Goldman Sachs’ profits in the last quarter rose 51% compared with a year earlier, the US investment bank said on Tuesday, helped by strong returns in the overall market.
However it closed out a difficult 2023 with overall profits down nearly a third from 2022, as the bank wrote off its consumer banking franchise and laid off employees in what the bank has called a turnaround year.
Goldman Sachs posted a profit of 2 billion US dollars (£1.57 billion) in the last three months of the year, up from 1.33 billion dollars (£1.05 billion) in the same period a year earlier.
On a per-share basis, Goldman earned 5.48 dollars (£4.30) per share, beating analysts’ expectations.
The bank saw modest improvements in its trading and investment management divisions, but saw declines in its important investment banking and advising revenues.
A number of companies held off doing any big deals in 2023, due to the high cost of financing, which means Goldman and other investment banks had fewer deals to put together.
$GS announces 4Q 2023 and full year net revenues and earnings per share. View the full results, accompanying presentation and learn more on our 9:30AM ET conference call: https://t.co/uyeTBVFVP6 pic.twitter.com/y57qenIyBr
— Goldman Sachs (@GoldmanSachs) January 16, 2024
The biggest boost to Goldman’s results came in a 838 million dollar (£658 million) gain in the investments the bank had placed in other companies, a reflection of how well the market did in the last three months of 2023.
But for the full year, Goldman struggled.
Investment banking fees were down 16% from 2022, and trading in commodities, currencies and fixed income was down 18%.

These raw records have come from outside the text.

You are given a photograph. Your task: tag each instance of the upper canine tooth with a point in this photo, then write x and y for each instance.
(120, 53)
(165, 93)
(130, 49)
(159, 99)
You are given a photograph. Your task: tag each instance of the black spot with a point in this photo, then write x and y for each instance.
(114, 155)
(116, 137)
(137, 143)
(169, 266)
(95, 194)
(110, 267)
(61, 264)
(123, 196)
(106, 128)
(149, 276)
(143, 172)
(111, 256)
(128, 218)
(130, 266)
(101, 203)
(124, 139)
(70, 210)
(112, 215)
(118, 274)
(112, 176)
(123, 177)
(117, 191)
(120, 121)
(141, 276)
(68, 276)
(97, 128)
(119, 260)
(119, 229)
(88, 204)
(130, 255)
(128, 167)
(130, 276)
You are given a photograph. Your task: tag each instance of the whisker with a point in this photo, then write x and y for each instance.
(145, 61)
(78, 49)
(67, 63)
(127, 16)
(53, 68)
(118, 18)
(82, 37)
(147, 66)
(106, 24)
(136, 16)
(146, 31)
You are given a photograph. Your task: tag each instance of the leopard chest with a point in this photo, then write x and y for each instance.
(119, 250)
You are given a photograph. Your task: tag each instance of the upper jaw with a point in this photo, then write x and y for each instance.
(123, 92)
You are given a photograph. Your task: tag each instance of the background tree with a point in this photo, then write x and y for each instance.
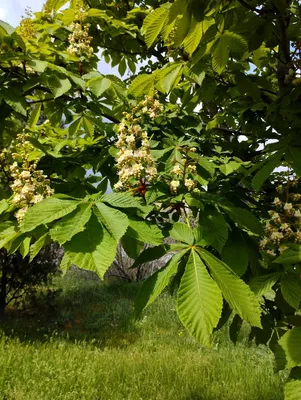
(194, 134)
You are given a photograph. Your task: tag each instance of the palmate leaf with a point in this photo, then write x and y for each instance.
(182, 233)
(145, 232)
(290, 343)
(99, 85)
(293, 154)
(235, 253)
(47, 211)
(239, 296)
(195, 34)
(142, 84)
(122, 200)
(157, 282)
(94, 249)
(289, 256)
(8, 232)
(266, 170)
(243, 218)
(262, 284)
(214, 230)
(115, 221)
(220, 55)
(153, 24)
(71, 224)
(36, 247)
(199, 300)
(292, 390)
(151, 254)
(170, 76)
(235, 42)
(291, 290)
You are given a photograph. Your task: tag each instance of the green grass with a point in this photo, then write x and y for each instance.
(90, 347)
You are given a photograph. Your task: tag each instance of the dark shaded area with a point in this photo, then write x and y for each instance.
(85, 310)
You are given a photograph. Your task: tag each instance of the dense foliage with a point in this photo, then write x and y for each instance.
(189, 139)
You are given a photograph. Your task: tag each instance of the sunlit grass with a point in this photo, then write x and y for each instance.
(92, 348)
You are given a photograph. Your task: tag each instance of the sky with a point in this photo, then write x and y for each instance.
(11, 11)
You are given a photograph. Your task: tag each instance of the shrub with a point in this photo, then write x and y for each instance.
(20, 278)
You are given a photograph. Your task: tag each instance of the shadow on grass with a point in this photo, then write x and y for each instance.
(98, 313)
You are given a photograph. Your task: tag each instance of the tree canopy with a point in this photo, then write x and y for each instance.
(186, 142)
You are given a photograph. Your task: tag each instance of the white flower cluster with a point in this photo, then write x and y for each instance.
(284, 225)
(80, 41)
(30, 186)
(183, 174)
(27, 28)
(135, 162)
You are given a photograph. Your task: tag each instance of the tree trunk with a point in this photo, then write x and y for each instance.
(3, 284)
(2, 305)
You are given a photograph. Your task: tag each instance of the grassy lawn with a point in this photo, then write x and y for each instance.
(90, 347)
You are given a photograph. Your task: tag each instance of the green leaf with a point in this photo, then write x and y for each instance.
(36, 247)
(245, 85)
(3, 206)
(58, 86)
(290, 343)
(293, 155)
(235, 42)
(153, 24)
(71, 224)
(199, 300)
(266, 170)
(195, 34)
(182, 233)
(220, 55)
(8, 28)
(37, 65)
(289, 256)
(213, 230)
(243, 217)
(34, 116)
(47, 211)
(151, 254)
(88, 126)
(291, 290)
(122, 200)
(132, 246)
(94, 249)
(99, 85)
(16, 102)
(75, 126)
(8, 231)
(170, 76)
(122, 67)
(115, 221)
(239, 296)
(156, 283)
(24, 247)
(230, 167)
(235, 253)
(145, 232)
(292, 390)
(142, 84)
(262, 284)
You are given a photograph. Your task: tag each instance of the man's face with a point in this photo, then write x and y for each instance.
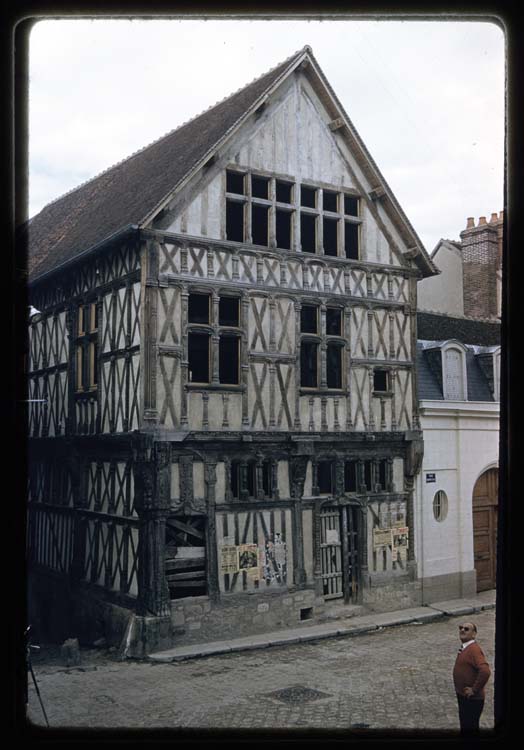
(466, 632)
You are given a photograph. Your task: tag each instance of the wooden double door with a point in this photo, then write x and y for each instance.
(485, 508)
(339, 534)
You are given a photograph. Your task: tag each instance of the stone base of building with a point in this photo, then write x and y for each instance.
(458, 585)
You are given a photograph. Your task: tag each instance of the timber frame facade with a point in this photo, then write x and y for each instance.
(192, 473)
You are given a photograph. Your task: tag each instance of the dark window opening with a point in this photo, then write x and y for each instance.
(283, 229)
(308, 234)
(351, 242)
(228, 360)
(308, 364)
(329, 201)
(234, 221)
(260, 187)
(228, 311)
(284, 192)
(325, 477)
(334, 366)
(198, 355)
(259, 225)
(380, 380)
(330, 236)
(350, 476)
(382, 474)
(198, 308)
(350, 205)
(308, 197)
(235, 183)
(309, 319)
(367, 475)
(334, 321)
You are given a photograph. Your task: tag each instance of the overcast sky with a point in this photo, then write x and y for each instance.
(427, 98)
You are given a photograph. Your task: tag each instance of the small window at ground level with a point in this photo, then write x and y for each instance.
(325, 477)
(235, 183)
(334, 321)
(350, 205)
(198, 355)
(334, 365)
(228, 311)
(309, 319)
(284, 192)
(259, 224)
(351, 240)
(330, 230)
(308, 197)
(308, 364)
(228, 360)
(308, 233)
(260, 187)
(380, 380)
(440, 505)
(198, 308)
(234, 221)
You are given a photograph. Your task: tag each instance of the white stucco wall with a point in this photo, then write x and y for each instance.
(443, 293)
(460, 443)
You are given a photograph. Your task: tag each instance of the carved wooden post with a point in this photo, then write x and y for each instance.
(152, 470)
(210, 478)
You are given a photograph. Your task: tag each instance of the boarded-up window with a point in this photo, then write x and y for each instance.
(454, 377)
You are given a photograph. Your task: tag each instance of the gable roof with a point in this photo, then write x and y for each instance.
(128, 194)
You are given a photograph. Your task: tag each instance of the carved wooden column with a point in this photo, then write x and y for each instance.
(210, 478)
(152, 472)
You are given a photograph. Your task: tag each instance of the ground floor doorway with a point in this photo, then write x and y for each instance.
(339, 531)
(485, 508)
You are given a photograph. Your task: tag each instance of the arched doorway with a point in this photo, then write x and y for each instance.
(485, 504)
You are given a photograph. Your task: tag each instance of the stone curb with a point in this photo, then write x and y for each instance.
(435, 611)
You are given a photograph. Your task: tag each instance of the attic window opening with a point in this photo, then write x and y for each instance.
(235, 183)
(259, 225)
(234, 221)
(352, 240)
(308, 233)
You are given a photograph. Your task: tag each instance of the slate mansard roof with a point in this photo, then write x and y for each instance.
(129, 194)
(476, 335)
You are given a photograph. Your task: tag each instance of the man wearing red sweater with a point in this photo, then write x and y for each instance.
(470, 674)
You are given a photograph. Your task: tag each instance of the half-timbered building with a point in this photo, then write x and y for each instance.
(223, 410)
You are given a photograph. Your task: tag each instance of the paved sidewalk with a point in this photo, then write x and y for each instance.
(349, 627)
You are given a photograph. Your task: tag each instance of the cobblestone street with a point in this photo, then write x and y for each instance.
(395, 678)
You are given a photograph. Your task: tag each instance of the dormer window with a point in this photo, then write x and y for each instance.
(454, 380)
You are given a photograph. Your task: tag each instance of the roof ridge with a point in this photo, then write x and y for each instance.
(97, 176)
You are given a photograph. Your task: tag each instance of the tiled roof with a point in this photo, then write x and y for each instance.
(440, 327)
(128, 192)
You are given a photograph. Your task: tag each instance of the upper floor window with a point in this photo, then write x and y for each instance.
(87, 347)
(454, 372)
(273, 212)
(202, 327)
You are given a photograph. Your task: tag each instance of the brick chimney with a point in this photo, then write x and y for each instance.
(481, 259)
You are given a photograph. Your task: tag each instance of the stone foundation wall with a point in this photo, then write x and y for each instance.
(197, 619)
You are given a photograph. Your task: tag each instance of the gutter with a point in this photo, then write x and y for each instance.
(119, 234)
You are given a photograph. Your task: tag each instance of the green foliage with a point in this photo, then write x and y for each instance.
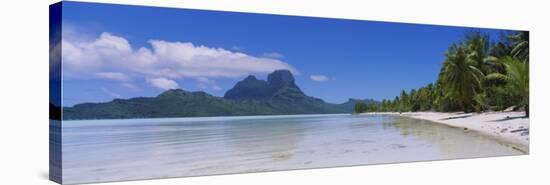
(475, 76)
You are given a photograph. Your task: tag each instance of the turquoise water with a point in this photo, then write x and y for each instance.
(114, 150)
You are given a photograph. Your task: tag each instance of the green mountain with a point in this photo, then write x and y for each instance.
(278, 95)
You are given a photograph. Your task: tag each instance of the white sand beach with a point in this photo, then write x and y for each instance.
(511, 128)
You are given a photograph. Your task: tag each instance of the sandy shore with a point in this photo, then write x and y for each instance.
(511, 128)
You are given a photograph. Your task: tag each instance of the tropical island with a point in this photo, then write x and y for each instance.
(482, 86)
(279, 95)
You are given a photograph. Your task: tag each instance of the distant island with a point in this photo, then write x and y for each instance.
(279, 95)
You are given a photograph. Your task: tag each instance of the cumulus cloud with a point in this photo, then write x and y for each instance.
(207, 84)
(113, 76)
(274, 55)
(162, 83)
(319, 78)
(112, 57)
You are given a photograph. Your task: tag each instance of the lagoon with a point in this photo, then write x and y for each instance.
(129, 149)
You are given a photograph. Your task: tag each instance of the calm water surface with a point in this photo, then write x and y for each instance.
(114, 150)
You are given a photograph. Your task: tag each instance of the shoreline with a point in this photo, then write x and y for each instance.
(510, 128)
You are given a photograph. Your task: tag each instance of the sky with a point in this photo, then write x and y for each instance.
(116, 51)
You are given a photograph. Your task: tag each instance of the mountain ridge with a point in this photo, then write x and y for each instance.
(279, 95)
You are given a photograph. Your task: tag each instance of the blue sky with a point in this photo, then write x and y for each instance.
(113, 51)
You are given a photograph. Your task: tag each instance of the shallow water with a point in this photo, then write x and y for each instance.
(114, 150)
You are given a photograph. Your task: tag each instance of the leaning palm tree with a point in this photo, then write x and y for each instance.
(478, 48)
(460, 77)
(517, 75)
(520, 46)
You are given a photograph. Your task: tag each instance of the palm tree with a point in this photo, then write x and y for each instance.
(518, 80)
(460, 77)
(478, 48)
(520, 46)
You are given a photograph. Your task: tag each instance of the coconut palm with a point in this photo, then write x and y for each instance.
(518, 80)
(520, 46)
(478, 47)
(460, 77)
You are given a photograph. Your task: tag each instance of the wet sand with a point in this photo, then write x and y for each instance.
(511, 128)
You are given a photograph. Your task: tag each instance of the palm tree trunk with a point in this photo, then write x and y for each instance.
(526, 107)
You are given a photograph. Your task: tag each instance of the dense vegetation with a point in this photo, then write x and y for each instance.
(477, 75)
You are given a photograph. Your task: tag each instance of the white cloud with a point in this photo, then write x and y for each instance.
(91, 58)
(274, 55)
(162, 83)
(207, 84)
(319, 78)
(113, 76)
(110, 93)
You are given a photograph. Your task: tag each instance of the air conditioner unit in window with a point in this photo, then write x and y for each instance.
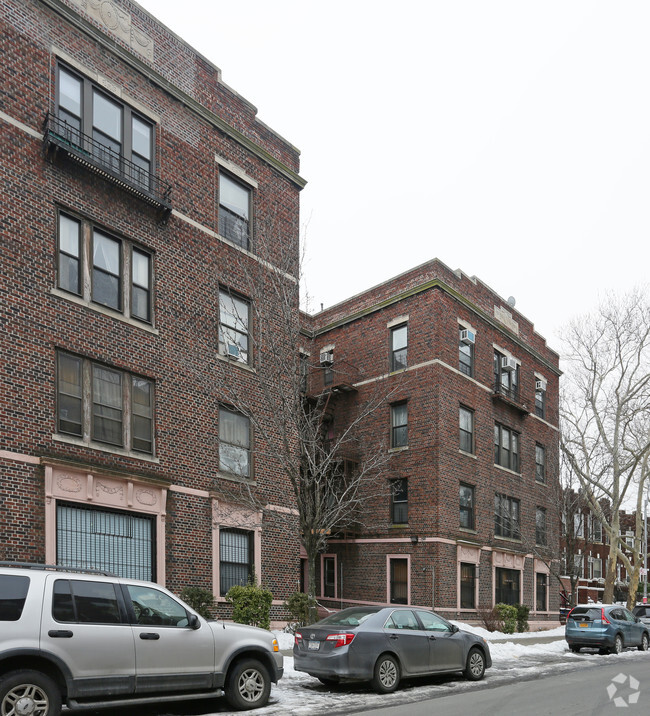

Goldman announced last year that it was going wind down its Marcus consumer banking division, and there are reports that it wants to sell off its credit card division.
The bank’s return on common equity – a measure used by investment banks to show well they perform with their underlying assets – was 7.5% last year. Typically Goldman and other banks like to have that figure above 10%.
The bank cut 7% of its workforce last year, and the money it set aside for compensation and benefits this year was up a modest 2%, likely to signal more moderate bonuses for Goldman employees who largely get their compensation in the form of year-end performance packages.